Все зашептались, завертели головами, иные торопливо застучали крышками парт, усаживаясь поудобнее. Словно ветерок пробежал по классу. Так бывает перед грозой. Но ветерок набегает и утром, перед восходом солнца, обещая погожий день, хороший клёв на Волге и всякие удачи… Что же их ждет сейчас?
Вчера всем классом писали сочинения. Не по картинке и не по прочитанному рассказу, а каждый что хотел. Это было здорово интересно, урока не хватило, некоторые ребята дописывали после звонка, на перемене. И никто не подглядывал в чужие тетрадки, ни о чем не спрашивал, потому что это было бесполезно - каждый писал свое. Все перемазались ужас как чернилами, ходили потом, словно индейцы, с фиолетовыми воинственными знаками на щеках, лбах и носах. Катьку Растрепу угораздило даже испачкать чернилами язык. Про руки и говорить нечего - и сегодня не у всех отмылись.

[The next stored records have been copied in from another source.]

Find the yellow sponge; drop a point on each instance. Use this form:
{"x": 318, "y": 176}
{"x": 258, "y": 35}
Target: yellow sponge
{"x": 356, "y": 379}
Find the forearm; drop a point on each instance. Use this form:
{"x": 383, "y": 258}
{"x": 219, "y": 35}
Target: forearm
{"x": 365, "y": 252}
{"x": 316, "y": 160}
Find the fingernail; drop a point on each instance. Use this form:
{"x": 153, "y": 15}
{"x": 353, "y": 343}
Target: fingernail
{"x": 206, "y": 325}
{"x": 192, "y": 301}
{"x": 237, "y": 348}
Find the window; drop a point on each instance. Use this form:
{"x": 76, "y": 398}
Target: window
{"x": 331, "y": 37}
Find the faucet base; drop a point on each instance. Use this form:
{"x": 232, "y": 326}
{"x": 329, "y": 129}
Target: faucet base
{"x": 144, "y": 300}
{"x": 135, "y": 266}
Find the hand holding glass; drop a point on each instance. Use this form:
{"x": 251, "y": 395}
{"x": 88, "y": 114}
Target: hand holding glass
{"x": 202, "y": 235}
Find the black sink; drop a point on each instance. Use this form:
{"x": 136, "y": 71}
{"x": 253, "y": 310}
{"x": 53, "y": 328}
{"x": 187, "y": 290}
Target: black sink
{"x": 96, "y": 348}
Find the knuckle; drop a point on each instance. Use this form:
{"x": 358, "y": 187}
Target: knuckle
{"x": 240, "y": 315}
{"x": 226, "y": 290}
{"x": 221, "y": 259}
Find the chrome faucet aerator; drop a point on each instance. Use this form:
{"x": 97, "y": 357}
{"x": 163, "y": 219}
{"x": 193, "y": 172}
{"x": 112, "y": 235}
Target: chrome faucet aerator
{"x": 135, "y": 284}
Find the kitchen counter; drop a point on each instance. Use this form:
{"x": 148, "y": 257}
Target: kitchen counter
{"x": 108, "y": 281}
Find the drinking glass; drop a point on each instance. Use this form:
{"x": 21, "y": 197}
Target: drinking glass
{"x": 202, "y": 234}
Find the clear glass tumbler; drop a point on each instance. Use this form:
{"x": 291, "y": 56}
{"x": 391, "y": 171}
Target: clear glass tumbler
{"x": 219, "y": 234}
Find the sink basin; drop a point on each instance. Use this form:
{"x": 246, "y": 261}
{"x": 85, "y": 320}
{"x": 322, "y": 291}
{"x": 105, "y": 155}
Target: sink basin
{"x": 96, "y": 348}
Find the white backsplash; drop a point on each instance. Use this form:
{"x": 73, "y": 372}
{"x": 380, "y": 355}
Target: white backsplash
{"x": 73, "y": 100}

Кто написал всех лучше и о чем?
Тридцать пар глаз сверлили стол учителя.
Григорий Евгеньевич, по обыкновению, невозмутимо спокойный и немножко таинственный, раскладывал, как кудесник, на своём столе тетради на три неравные кучки: большую, поменьше и совсем маленькую. Каждый старался заметить свою тетрадку, в какую стопку она попадет. Наверное, как всегда: большая куча - плохо, средняя - так себе, а самая крохотная - хорошо, может быть - очень хорошо. Но высмотреть свою тетрадку было почти невозможно: все они одинаковые, в синих обложках, надписи не разберешь издалека.
Интерес был так велик, что даже сосед Шурки по парте, известный баловник и лентяй Павел Тараканов, или - попросту - Пашка Таракан, бросил долбить ножом скамью и просиял от радости.
- А я разрисовал вчера сочинение. Ей - богу! - с восторгом сказал он. - Пять картинок придумал. Похвалит меня Нуте?
- Как же, подставляй шире карман, - ответил сердито Шурка.